The oil majors had a better use for Iraq's oil than drilling
it -- not drilling it. The oil bigs had bought Iraq's
concession to seal it up and keep it off the market. To
please his buyers' wishes, Mr. 5% spread out a big map of
the Middle East on the floor of a hotel room in Belgium and
drew a thick red line around the gulf oil fields, centered
on Iraq. All the oil company executives, gathered in the
hotel room, signed their name on the red line -- vowing not
to drill, except as a group, within the red-lined zone. No
one, therefore, had an incentive to cheat and take red-lined
oil. All of Iraq's oil, sequestered by all, was locked in,
and all signers would enjoy a lift in worldwide prices.

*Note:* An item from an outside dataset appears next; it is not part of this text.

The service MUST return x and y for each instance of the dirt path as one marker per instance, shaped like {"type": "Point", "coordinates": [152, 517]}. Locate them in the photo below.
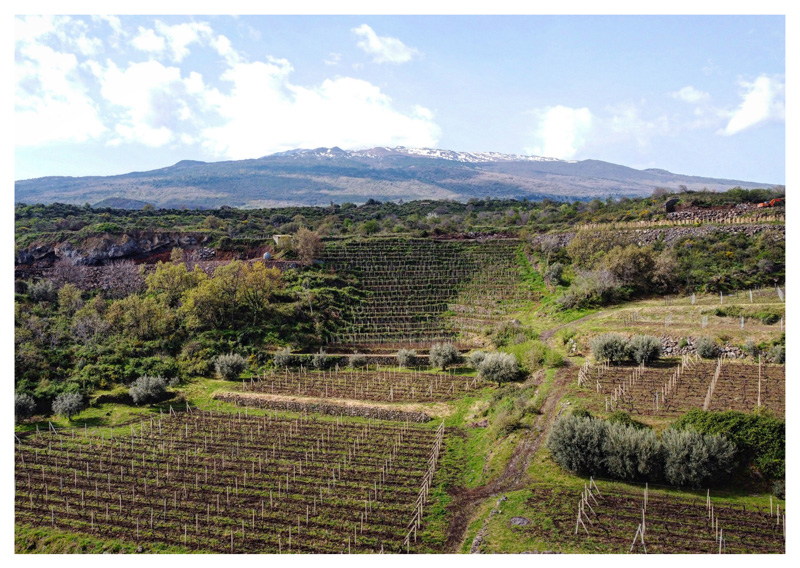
{"type": "Point", "coordinates": [466, 501]}
{"type": "Point", "coordinates": [547, 334]}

Anglo-Persian Company, now British Petroleum (BP), would
pump almost all its oil, reasonably, from Persia (Iran).
Later, the Standard Oil combine, renamed the
Arabian-American Oil Company (Aramco), would limit almost
all its drilling to Saudi Arabia. Anglo-Persian (BP) had
begun pulling oil from Kirkuk, Iraq, in 1927 and, in
accordance with the Red-Line Agreement, shared its Kirkuk
and Basra fields with its IPC group -- and drilled no more.
The following was written three decades ago:
Although its original concession of March 14, 1925,
cove- red all of Iraq, the Iraq Petroleum Co., under the
owner- ship of BP (23.75%), Shell (23.75%), CFP [of France]
(23.75%), Exxon (11.85%), Mobil (11.85%), and [Calouste]
Gulbenkian (5.0%), limited its production to fields
constituting only one-half of 1 percent of the country's
total area. During the Great Depression, the world was awash
with oil and greater output from Iraq would simply have
driven the price down to even lower levels.